Dès octobre 2014, Cécile Wasjbrot, écrivain et administratrice de la Mel, lance un cycle spécifique de Leçons de littérature : une fois par mois, un écrivain lit le texte qu’il a rédigé à partir du mot « climat », pris au sens littéral ou métaphorique, comme thème principal ou comme déclencheur de réflexions autour de la littérature et de son travail personnel. Linda Lé, Anne Weber, Laurent Grisel, Nicole Caligaris – s’y sont déjà essayés. En mars, c’était au tour de Jean-Christophe Bailly, auteur, notamment, du Dépaysement et du Parti Pris des Animaux. Egalement professeur à l’Ecole du paysage de Blois, il a pris pour point de départ de sa déambulation poétique et picturale le climat au sens bourguignon du terme : une aire viticole généralement baptisée du nom d’un lieu-dit et définie par un ensemble de facteurs physiques comme la pente, l’exposition, le type de sol, de sous-sol… En avril, c’est Jean-Paul Goux, auteur notamment de deux trilogies Les Champs de fouilles et Les Quartiers d’hiver, qui se prêtera à l’exercice.

Entretemps, la Maison des Ecrivains et de la littérature a formalisé et annoncé son engagement dans une tribune, publiée le 26 décembre dernier par Libération : « Face à la menace, maintenant si précise, du changement climatique, face à l’espoir aussi que représente la mobilisation mondiale sur ce sujet, que peut la littérature ? Que peuvent les mots face aux désastres annoncés ? Que peut encore le langage dans ce monde de l’image, de l’immédiateté, dans l’urgence où nous sommes ?», s’interrogeaient Sylvie Gouttebaron, directrice de la Maison, et Yves Bourdier, son président. «A la lecture de certains de nos contemporains, nous sentons bien que la nature est plus que jamais considérée dans son rapport à l’homme, comme un appel à plus d’attention, de soin. (…) Nous engageons maintenant les écrivains, dans leur ensemble, à prendre la parole.», annonçaient-ils, s’affirmant «convaincus » que « la littérature peut quelque chose, qu’elle doit faire quelque chose. »

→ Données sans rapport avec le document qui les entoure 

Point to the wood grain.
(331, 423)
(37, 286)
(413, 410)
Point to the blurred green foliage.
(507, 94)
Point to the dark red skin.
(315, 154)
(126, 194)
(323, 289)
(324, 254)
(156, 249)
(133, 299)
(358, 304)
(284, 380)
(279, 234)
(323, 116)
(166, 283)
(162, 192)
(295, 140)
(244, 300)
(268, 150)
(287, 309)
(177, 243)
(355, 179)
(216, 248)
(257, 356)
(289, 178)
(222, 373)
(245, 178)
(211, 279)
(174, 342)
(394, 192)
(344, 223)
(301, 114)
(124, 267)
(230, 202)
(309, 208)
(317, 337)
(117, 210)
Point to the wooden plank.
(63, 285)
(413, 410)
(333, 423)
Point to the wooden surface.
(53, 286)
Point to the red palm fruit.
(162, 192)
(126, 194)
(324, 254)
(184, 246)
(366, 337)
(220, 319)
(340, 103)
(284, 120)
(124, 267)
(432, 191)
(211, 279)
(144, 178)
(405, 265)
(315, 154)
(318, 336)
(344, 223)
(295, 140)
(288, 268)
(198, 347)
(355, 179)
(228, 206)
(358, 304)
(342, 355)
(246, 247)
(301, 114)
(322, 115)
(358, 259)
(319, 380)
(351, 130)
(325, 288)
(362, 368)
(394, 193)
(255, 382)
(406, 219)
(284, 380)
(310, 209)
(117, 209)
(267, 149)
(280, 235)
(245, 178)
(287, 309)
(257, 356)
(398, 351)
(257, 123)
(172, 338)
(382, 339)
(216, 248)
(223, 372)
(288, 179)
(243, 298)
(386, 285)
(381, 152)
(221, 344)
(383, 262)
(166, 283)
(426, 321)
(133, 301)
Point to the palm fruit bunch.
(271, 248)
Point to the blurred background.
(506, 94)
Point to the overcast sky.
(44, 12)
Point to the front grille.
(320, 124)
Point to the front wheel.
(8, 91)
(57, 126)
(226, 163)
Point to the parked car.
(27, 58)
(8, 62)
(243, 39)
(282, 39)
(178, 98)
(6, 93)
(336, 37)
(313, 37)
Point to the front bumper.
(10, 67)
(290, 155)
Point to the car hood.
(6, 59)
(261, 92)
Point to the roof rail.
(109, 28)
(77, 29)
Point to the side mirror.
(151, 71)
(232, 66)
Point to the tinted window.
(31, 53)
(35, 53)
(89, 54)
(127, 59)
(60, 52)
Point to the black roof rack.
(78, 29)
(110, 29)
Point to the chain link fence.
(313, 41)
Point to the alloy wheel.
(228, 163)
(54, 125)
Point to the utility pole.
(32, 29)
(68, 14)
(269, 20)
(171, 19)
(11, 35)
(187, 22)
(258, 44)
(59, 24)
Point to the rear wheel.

Pour « monter au front sereinement », comme l’a joliment esquissé Sylvie Gouttebaron, le 23 mars au Salon du Livre la MEL foisonne d’idées : encourager la création de textes, organiser des conférences, des dialogues, jouer du croisement des arts (musique, cinéma, arts plastiques…), commander des Chansons pour le climat à des écrivains et/ou artistes, susciter des textes à partir des projections de films et de documentaires ou de reportages photos sur les conséquences du réchauffement climatique … L’association envisage pour l’automne 2015 un grand rendez-vous de dimension internationale, un «Parlement sensible des auteurs» avant la COP21. « Sur le modèle du héros du film de Franck Capra, Mr.Smith goes to Washington, explique la directrice de la Maison, nous allons commander des discours à une trentaine d’écrivains. » Pressentie, Agnès Desarthe a aussitôt accepté. « La question qui se pose », selon elle, « c’est plutôt : qu’est-ce qui se passe dans la tête des gens qui s’en fichent ? Je m’engage donc à essayer de comprendre ce déni. » Ecrivain, traducteur de la Bible et de Saint-Augustin, prof de littérature, Frédéric Boyer a lui aussi adhéré immédiatement à l’initiative de la MEL. Parce que, dit-il, « la question littéraire est habitée depuis toujours par la relation au Monde et à la Nature. Même si on sous-estime aujourd’hui le rôle politique de la littérature .»

Espérons, avec la MEL que la littérature aidera à rendre sensible ce qui, malgré des kilos d’articles de par le monde, ne l’est toujours pas assez, à rendre audible ce que de multiples scientifiques et lanceurs d’alerte clament, en vain, depuis plusieurs années.

 A noter :

Dans le cadre des « Leçons de littérature » présentées par Cécile Wajsbrot, la Maison des écrivains et de la littérature invite pour son cycle « Climat » l’écrivain Yoko Tawada le 7 mai 2015 de 19h à 20h30 au Goethe Institut. Yoko Tawada lira un texte écrit pour l’occasion et abordera – à partir du mot climat – une réflexion sur la création littéraire. Rencontre organisée en collaboration avec le Goethe Institut et l’association Les Amis du Roi des Aulnes.